Author: Valli-Nayagam Chokkalingam

Contents
The Algorithm Is Not the Detection
In Part 1, everything lived inside custom packer logic: not “malware strings,” not obvious config blobs—just the boring reality of a loader trying to stay unreadable. High entropy, dead strings, and a small decryptor sitting in the middle like a locked door. Part 2 stays in that same lane, but shifts the focus from handcrafted XOR/NOT tricks to known decryption patterns that packers love to reuse—RC4-style state shuffles, TEA/XTEA-looking round loops, tiny block mixers that scream “decrypt me” the moment you see them in IDA. The trap is that recognizing an algorithm isn’t detection by itself. RC4 or TEA showing up in a binary doesn’t make it malicious—it just means someone used crypto, and plenty of clean software does too. What actually matters is how the packer uses it: the fixed constants, the hardcoded key material, the staging around the routine, and the repeatable byte-level fingerprints that survive even when the encrypted payload changes. This part is about writing YARA for that reality—where the algorithm is only the starting point, and the real signal is the custom glue around it.
Detect It Easy: Static Analysis First
Before IDA, before control-flow graphs, before chasing logic that may not even be real yet, the first stop is Detect It Easy. Not because it “detects malware.” Because it detects deception. In this case, the target is a Loki Stealer sample pulled from VirusShare:
SHA256: 0b416446c098203de4b550714e69a2715ed1c2127a4db54f3d46b47cd2d9a2be
Packed samples don’t win by being clever—they win by being unreadable. And the fastest way to lose time is to start reversing a wrapper while believing it’s the payload.
DIE makes that boundary obvious. The file shows up as a PE32 (32-bit GUI) compiled with Microsoft tooling—normal enough on the surface. But the real message is the heuristic flag:
(Heur)Packer: Compressed or packed data — .text section compressed
That line is a warning label. .text isn’t supposed to be compressed. .text is supposed to be instructions. When it looks packed, it’s rarely “optimization.” It’s almost always staging: a small loader sitting in front, hiding the real code behind an unpack step.

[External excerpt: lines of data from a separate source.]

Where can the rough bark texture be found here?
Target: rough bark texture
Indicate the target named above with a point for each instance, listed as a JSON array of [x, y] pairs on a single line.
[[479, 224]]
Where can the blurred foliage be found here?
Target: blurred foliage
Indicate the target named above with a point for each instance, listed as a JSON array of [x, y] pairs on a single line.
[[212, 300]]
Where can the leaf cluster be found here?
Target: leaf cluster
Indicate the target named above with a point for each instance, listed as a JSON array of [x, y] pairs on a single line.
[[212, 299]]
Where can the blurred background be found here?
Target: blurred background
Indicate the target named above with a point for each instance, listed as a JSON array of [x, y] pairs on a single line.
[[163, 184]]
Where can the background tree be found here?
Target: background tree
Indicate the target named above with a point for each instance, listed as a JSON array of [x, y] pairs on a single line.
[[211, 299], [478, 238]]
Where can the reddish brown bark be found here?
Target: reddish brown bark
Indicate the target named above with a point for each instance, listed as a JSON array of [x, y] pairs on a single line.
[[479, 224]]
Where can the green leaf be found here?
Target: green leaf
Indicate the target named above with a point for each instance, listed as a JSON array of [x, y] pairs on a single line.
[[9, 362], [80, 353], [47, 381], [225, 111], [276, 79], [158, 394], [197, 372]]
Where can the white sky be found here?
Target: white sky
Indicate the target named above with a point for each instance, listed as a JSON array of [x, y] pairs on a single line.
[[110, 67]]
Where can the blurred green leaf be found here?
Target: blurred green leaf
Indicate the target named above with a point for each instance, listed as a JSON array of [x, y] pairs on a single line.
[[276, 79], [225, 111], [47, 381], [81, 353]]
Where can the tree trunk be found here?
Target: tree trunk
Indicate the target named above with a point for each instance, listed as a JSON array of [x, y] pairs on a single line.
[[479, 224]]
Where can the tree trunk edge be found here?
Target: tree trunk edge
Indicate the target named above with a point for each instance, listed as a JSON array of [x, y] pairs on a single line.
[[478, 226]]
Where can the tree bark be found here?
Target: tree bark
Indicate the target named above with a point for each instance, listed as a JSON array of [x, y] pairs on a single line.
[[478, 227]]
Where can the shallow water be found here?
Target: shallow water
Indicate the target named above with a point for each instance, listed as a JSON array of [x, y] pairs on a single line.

Figure 1. Detect It Easy confirms this Loki Stealer sample is packed—.text is compressed, meaning the “real code” is still hiding behind a loader stage.
The Strings view backs it up in a quiet way. No domains. No config. No obvious paths. No flashy indicators. Just Windows APIs—the boring ones—the kind that show up when a binary doesn’t want to carry personality on disk:
GlobalAlloc, VirtualAlloc, VirtualProtect
None of these are malicious on their own. Clean software uses them constantly. But together they sketch the familiar outline of a loader: allocate memory, rebuild something into that buffer, flip protections so it can execute, and then hand off control. The absence of “malware strings” isn’t a gap here—it’s the design.
This is why static triage matters before deeper reversing. DIE isn’t the answer. It’s the direction. It doesn’t say what the payload does. It says the payload isn’t visible yet—and the only stable surface is the glue that survives every rebuild.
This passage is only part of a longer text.